DAVA SÜREÇLERİ NE DURUMDA?
Peki büyükşehir belediyesinin bu konuda hiç yetkisi yok mu, dahası belediye süreçlerin neresinde? Şehir Plancısı da olan Buğra Gökçe açılan davalara dair öneklerle yanıtlıyor: “Bu alanlar bakanlık tarafından planlandı, askıya çıkarıldı ve onaylandı. Büyükşehir Belediyesi bu süreçte devre dışı bırakıldı. Kentin planlama açısından anayasası olarak kabul edilen 2009 yılında onaylanan İstanbul çevre düzeni planı hiçe sayılarak bu alanlar planlandı. Burada tabii aslında bir diğer konuya da değinmekte fayda var, kentin gelişme dinamiklerinin belirlendiği bu üst ölçekli plan son 15 senede sürekli tadilatlar yoluyla bakanlık tarafından yok sayıldı. Kentin makrofomunu ve doğal eşiklerini olumsuz yönde etkileyecek plan tadilatları ile bu plan işlevsiz hale getirildi. Askeri alanlarda da benzer bir süreç takip edildi. İmara açılan bu alanların önemli bir kısmı da “yeşil alan” diyebileceğimiz bir özelliğe sahiptir. Dolayısıyla İstanbul kent içerisindeki nefes kaynaklarını da kaybetti. Açtığımız davaların süreçleri devam ediyor. Her davada farklı bir noktadayız, yeni açılan davalarda bilgi ve belge toplama aşamasında iken, bazı davalarda bilirkişi raporları hazırlanmakta, bazı davalarda bilirkişi raporu lehimize olmasına karşın ilgili mahkemece yürütmeyi durdurma talebimiz reddedilmiş durumda. Bazı askeri alanlar birden fazla plan bölgesine girdiği için süreçler bölünmüştür. Yargı süreci devam ediyor. Yargının kentin korunmasına katkı sağlayacak kararlarla İstanbul’un geleceğine ışık tutmasını umuyoruz.”

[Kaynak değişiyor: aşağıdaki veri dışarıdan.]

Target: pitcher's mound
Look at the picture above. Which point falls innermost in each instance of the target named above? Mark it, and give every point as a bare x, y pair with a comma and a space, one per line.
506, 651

DEPREME HAZIRLIK İÇİN BÜYÜK KAYIP
Bu açık alanlar, afetler ve özellikle de beklenen Marmara depremi nedeniyle de büyük bir ihtiyaç. Peki iktidar bu alanları depreme hazırlık için kullandı mı, kullanamaz mı?

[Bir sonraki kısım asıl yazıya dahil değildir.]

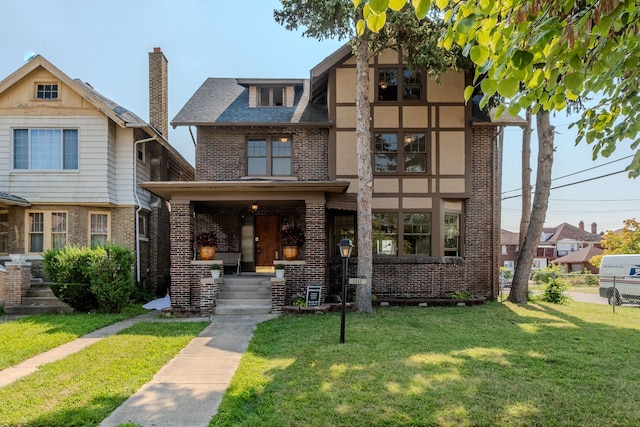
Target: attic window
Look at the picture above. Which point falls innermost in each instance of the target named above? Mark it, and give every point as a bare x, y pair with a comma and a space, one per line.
47, 91
271, 96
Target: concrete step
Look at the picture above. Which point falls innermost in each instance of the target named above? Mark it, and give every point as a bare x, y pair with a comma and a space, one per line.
242, 309
244, 301
245, 288
37, 309
235, 294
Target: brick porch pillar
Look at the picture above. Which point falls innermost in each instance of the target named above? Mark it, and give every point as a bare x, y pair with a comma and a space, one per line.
316, 243
182, 229
17, 282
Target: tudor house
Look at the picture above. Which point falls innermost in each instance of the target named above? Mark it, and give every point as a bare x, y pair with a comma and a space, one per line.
70, 163
275, 152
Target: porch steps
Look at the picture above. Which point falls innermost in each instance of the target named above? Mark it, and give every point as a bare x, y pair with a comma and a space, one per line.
246, 294
39, 299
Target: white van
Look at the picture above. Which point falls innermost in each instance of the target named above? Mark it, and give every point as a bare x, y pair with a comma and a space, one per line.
620, 278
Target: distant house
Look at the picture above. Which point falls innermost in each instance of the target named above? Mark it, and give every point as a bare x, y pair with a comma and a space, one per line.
276, 152
509, 249
579, 261
70, 163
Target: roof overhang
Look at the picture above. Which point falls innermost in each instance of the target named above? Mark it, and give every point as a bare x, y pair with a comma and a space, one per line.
242, 190
7, 199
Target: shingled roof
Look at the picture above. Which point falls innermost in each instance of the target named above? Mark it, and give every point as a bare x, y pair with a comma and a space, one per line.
225, 101
570, 232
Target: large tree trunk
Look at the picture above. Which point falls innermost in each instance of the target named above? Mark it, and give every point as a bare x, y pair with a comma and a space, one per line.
520, 285
365, 178
526, 178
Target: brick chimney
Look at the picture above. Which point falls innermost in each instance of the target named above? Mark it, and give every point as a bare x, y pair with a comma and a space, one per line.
158, 92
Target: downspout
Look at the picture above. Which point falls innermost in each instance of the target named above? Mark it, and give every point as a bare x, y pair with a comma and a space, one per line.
138, 204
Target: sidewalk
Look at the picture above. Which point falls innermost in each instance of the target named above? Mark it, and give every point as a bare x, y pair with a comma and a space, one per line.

Gökçe, askeri alanları kent içerisinde kalanlar ve kent çeperinde kalanlar şeklinde iki gruba ayırmak gerektiğini belirterek başlıyor bu soruyu yanıtlamaya: “Kent içerisinde kalan alanlar eğer yapılaşmaya açılırsa elbette depremden sonra deprem toplanma alanı olma özelliklerini kaybedecekler. Kentin çeperinde kalan askeri alanlar ise deprem sonrası çadır kent ve geçici barınma alanları olarak kullanılabilecekken, söz konusu alanlar imara açılarak bu ihtimal de ortadan kalkmış olacak. Bir de unutulmamalıdır ki deprem sonrası geçici barınma alanlarında içme suyu, elektrik, kanalizasyon ve doğal gaz gibi altyapı ihtiyacı olacaktır. Bu alanlar askeriye tarafından kullanıldığı için bu altyapıya sahiptir. Bu alanları imara açarak aslında deprem anında afetzedeler için çok önem arz edecek belli imkanları da yok etmiş oluyoruz.”
YENİ TEKLİF: DERT GERÇEKTEN DEPREM OLSAYDI…
Bu tartışmalar devam ederken AKP’nin kentsel dönüşümde yeni düzenlemeler getiren 21 maddelik kentsel dönüşüm yasa teklifi Meclis Bayındırlık, İmar, Ulaştırma ve Turizm Komisyonunda kabul edildi. Düzenlemeyle vatandaşın evlerinin kolluk marifetiyle boşaltılmasının önü açıldı. 6 Şubat depremlerinin ardından açılacak dava süreçlerini kısaltacak düzenlemelerin de yapıldığı teklife göre savunma süreleri kısaltılacak. Yürütmenin durdurulması kararlarına itiraz edilemeyecek.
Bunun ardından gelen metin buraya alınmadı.